Frantz Fanon : une vie en révolutions

Akram Belkaïd, créée le 21-04-2024

"Pour ma part, je vous recommande cette biographie du journaliste et universitaire Adam Shatz. Frantz Fanon était un penseur décolonial radical, qui avait rejoint le FLN pendant la guerre d’Algérie. Il connaît aujourd’hui un réel succès, il est relu par les jeunes générations un peu partout dans le monde, y compris en France et aux Etats-Unis. La biographie d’Adam Shatz est assez stimulante, parce qu’il y montre ce que fut Fanon : un homme engagé, mais aussi un psychiatre qui a beaucoup réfléchi aux questions de l’aliénation et de l’enfermement. Parmi les chapitres qui ont retenu mon attention, il y a celui qui concerne Les damnés de la terre, dont la fameuse préface de Sartre a éclipsé l’ouvrage lui-même. Pour Shatz, Sartre a fait une lecture très sommaire de l’œuvre de Fanon, en glorifiant exagérément la violence. Cette biographie a le mérite de remettre la pensée de Fanon au premier plan, et d’offrir des repères et des éléments de réflexion, des clefs pour permettre à cette pensée d’éclairer les débats d’aujourd’hui, sur toutes ces questions post-coloniales ou de mémoire."

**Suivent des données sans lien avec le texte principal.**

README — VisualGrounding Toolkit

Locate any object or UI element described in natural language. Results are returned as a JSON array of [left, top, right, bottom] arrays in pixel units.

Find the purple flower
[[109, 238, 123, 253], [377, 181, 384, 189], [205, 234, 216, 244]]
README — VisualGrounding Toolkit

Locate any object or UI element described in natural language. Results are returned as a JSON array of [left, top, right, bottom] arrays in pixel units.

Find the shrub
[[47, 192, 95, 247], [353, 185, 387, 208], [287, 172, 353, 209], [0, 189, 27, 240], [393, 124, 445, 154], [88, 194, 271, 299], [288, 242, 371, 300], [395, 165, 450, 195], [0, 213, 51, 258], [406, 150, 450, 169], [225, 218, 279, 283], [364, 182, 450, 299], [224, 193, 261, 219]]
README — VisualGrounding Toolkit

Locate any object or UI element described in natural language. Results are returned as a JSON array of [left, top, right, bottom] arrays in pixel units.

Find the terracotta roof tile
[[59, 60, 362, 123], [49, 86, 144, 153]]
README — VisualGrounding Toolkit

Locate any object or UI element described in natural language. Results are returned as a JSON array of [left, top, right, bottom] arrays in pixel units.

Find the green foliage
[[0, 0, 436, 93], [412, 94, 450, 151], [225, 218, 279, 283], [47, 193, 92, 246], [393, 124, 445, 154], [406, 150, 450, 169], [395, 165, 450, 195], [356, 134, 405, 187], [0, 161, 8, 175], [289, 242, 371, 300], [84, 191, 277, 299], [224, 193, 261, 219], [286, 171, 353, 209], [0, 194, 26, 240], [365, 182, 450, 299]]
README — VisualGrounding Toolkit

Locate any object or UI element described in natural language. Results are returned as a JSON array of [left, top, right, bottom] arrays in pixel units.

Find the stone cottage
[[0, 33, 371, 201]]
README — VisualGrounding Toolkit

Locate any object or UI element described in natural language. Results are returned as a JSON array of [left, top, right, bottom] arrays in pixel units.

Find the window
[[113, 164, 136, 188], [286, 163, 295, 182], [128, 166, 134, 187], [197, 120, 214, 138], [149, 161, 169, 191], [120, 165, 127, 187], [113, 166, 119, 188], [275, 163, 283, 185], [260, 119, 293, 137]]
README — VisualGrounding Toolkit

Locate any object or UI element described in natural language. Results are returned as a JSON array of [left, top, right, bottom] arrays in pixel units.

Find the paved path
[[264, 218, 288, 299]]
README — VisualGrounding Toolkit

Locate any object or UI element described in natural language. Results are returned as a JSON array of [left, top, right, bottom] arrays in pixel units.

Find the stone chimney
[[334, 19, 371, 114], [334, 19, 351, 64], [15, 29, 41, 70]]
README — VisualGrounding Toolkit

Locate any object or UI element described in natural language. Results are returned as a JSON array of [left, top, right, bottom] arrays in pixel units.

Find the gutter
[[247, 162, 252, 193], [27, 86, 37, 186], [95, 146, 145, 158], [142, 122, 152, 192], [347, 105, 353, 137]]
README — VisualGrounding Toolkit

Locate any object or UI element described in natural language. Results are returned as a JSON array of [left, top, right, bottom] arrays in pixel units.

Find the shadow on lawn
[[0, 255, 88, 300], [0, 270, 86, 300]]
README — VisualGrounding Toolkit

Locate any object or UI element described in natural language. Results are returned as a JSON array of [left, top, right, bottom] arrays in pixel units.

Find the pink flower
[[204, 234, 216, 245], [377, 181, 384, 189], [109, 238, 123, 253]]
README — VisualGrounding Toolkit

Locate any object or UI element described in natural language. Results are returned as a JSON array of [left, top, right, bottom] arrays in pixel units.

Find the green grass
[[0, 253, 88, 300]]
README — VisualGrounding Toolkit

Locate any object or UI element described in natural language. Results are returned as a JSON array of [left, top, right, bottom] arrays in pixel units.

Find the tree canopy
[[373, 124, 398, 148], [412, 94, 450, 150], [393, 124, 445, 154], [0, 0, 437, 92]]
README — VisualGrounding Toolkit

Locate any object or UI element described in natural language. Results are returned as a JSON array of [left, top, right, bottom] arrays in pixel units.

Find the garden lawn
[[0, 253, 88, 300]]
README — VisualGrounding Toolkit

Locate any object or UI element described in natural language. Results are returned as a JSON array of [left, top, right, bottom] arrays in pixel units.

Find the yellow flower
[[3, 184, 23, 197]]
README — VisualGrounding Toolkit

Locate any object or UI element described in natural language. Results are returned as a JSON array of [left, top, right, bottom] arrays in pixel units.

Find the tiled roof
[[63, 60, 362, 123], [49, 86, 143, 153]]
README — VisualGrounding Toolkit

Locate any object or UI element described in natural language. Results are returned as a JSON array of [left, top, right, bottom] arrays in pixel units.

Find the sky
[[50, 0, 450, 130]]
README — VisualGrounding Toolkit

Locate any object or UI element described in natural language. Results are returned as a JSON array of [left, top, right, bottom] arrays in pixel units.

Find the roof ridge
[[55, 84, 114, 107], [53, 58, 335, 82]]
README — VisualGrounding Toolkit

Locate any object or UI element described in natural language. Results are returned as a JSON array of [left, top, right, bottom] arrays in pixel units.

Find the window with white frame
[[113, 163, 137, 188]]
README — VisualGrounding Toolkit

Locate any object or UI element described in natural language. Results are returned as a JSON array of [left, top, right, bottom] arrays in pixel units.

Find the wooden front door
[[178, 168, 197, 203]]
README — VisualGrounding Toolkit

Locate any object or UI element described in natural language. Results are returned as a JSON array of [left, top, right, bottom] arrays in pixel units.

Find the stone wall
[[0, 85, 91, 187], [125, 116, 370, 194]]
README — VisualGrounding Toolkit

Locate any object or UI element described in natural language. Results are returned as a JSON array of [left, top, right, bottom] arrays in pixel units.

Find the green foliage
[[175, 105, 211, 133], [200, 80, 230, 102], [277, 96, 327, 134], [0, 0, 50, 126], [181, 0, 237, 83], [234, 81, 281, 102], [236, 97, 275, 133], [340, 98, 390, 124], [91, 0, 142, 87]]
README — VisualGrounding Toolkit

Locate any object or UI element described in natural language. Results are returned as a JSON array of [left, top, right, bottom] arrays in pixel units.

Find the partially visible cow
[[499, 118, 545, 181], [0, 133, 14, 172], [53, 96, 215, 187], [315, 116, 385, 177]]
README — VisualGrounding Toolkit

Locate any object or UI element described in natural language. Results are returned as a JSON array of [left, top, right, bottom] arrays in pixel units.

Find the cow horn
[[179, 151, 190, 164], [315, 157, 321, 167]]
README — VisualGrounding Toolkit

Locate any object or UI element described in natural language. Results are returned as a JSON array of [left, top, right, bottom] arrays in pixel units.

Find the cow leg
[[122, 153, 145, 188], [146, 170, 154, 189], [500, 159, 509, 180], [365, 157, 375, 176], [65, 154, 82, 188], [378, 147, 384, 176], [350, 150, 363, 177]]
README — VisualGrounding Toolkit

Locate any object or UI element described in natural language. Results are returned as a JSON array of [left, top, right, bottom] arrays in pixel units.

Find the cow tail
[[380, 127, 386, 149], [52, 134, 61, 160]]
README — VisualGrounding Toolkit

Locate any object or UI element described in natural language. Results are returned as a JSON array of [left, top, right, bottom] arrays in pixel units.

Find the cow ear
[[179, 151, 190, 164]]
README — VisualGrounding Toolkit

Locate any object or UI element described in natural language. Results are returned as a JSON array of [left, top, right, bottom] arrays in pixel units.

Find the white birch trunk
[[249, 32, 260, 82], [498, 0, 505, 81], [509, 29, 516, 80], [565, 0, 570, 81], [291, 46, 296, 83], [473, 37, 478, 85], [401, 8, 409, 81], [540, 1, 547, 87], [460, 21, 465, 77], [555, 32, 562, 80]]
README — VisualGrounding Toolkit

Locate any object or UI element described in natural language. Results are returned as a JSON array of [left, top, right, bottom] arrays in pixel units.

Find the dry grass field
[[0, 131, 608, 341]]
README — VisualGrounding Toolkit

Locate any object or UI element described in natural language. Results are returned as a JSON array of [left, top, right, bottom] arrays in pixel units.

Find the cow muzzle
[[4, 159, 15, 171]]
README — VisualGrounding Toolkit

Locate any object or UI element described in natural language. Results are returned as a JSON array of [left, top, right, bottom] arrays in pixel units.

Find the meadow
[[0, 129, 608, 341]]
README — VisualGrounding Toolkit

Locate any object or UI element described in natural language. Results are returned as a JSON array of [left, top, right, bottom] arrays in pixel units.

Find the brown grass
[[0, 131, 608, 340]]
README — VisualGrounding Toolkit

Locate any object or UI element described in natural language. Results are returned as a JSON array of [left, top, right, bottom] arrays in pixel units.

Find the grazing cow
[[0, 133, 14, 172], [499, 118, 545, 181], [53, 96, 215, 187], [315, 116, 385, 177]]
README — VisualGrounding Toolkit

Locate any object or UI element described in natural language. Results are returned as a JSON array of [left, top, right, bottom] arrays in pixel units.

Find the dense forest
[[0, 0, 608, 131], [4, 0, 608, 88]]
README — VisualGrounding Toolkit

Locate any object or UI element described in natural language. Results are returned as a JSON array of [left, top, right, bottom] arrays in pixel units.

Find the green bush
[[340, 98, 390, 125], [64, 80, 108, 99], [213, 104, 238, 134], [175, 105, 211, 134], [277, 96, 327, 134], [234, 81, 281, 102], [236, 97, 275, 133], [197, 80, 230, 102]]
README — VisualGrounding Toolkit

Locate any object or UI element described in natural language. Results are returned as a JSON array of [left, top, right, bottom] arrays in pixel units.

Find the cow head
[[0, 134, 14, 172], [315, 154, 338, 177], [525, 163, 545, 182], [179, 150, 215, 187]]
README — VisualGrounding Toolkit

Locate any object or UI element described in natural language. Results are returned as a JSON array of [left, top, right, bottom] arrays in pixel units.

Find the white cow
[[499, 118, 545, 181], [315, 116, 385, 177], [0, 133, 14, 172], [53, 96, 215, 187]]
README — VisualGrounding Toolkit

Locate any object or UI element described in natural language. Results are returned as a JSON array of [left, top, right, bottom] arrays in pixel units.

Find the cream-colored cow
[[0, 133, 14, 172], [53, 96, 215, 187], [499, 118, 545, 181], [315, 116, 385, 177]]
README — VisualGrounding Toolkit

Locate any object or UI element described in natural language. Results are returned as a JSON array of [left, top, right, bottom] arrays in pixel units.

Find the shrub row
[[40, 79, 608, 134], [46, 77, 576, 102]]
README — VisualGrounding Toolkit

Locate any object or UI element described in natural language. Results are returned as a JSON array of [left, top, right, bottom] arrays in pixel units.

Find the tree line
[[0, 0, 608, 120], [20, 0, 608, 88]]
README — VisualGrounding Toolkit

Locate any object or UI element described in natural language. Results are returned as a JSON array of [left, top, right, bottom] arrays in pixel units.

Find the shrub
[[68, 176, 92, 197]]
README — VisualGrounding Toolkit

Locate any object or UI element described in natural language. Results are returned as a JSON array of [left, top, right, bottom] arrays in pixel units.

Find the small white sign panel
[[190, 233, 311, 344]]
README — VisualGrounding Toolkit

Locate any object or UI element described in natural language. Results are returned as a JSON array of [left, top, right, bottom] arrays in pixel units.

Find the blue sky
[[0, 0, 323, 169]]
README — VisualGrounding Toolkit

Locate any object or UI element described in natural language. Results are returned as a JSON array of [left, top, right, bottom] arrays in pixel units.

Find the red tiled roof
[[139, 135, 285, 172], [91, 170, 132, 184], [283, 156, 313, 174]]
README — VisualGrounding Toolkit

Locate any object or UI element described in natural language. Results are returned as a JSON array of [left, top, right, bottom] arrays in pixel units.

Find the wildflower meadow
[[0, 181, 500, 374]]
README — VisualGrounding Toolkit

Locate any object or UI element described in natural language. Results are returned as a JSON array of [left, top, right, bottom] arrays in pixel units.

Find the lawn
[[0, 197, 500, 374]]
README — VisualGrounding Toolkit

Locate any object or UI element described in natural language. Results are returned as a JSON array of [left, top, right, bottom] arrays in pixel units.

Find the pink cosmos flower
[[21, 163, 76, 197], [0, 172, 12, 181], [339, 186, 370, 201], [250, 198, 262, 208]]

L’avenir se joue à Kyiv : leçons ukrainiennes

Marc-Olivier Padis, créée le 21-04-2024

"J’attendais depuis longtemps la parution en français de ce livre de l’historien allemand Karl Schlögel, spécialisé dans l’espace russe et post-soviétique. En 2014, après l’annexion de la Crimée et le développement de mouvements irrédentistes dans le Donbass, l’historien américain Timothy Snyder, auteur du grand livre de référence Terres de sang sur cette région, avait organisé une rencontre à Kyiv. J’y étais, et j’y avais rencontré Karl Schlögel, qui avait pris la parole de façon marquante. Il avait expliqué comment, même en étant historien spécialiste de l’espace russe, il avait passé une trentaine d’années à ne pas voir l’Ukraine, comme si le pays était transparent. Dans cet essai d’égo-histoire, il revient sur son parcours, et analyse ce qu’il appelle « le russo-centrisme du regard allemand ». L’intérêt allemand pour la Russie, ainsi que toute l’Ostpolitik qui en a découlé, existe au détriment de l’Ukraine. Karl Schlögel a donc décidé de travailler sur l’Ukraine, réalisant son importance dans la culture russophone. L’autre particularité de son travail est que Schlögel s’intéresse beaucoup aux villes, il trouve qu’elles constituent la bonne mesure entre micro-histoire et macro-histoire, une ville est en quelque sorte du « temps condensé »."


Soutenez-nous !

Philippe Meyer, créée le 21-04-2024

"J’ai récemment lancé un appel au financement de notre émission, en soulignant à quel point il était vital, et à quel point son absence posait un risque existentiel pour nos conversations. Les réponses ont été à la hauteur de mon inquiétude, et je remercie celles et ceux qui n’ont pas tardé à réagir, mais nous ne sommes pas encore tirés d’affaire. Il faudrait que vos contributions (et notamment les contributions mensuelles, qui nous aident à à avoir une visibilité sur nos finances) soient encore plus nombreuses et substantielles pour que je puisse vous annoncer que le Nouvel esprit public est prêt à continuer. "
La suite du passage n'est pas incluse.